Originally Posted by CameraQuest
Other Japanese camera makers seem to be profitable (Sony, Fuji, perhaps Ricoh)
Are their camera divisions profitable?
I doubt it.
Sony makes money from sensors, most of which don't go into consumer cameras. (I remember an article several years ago in Bloomberg where the outgoing COE of Sony said the only profitable part of the business was the employees life insurance - they were essentially a life insurance company that lost money selling TVs).

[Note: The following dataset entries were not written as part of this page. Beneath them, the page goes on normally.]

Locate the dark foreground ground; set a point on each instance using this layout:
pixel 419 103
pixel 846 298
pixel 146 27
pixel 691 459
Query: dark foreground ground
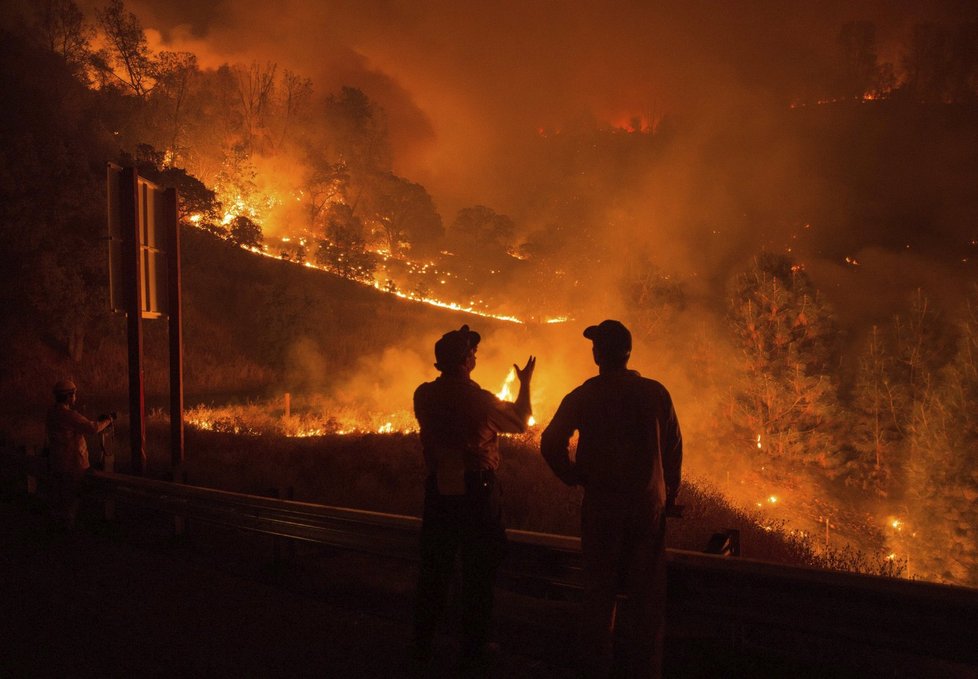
pixel 128 600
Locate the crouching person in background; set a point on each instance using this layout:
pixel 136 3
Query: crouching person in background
pixel 66 430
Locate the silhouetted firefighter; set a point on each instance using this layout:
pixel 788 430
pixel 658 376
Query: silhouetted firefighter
pixel 66 430
pixel 459 424
pixel 629 460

Fuji makes money from its chemical division, perhaps the instant film makes a little money, but I'm not sure it would be enough to offset the other camera areas.
Ricoh? Highly unlikely.
I don't think any camera company makes money from consumer goods except Leica and maybe Canon, and historically Nikon. For all the rest, making cameras is a hobby that is allowed to continue either because the company sees some benefit to other divisions (through either brand recognition or R&D overlap) or they are trying to save face and not admit they've failed. There just isn't the volume anymore to sustain the immense amount of development and infrastructure that making a digital camera requires. Soon the only manufactures left will be small niche players. Recently Leica has been the only small niche manufacture, but very soon the pro (and prosumer) DSLR will also be a niche product, and consumer DSLRs (D3000 series) won't exist. Smartphones will take every advantage they had and turn it into software within the next 10 years. The only advantage a dedicated camera will have is direct physical tactile buttons (shutter) and dials (zoom, manual focus, and aperture).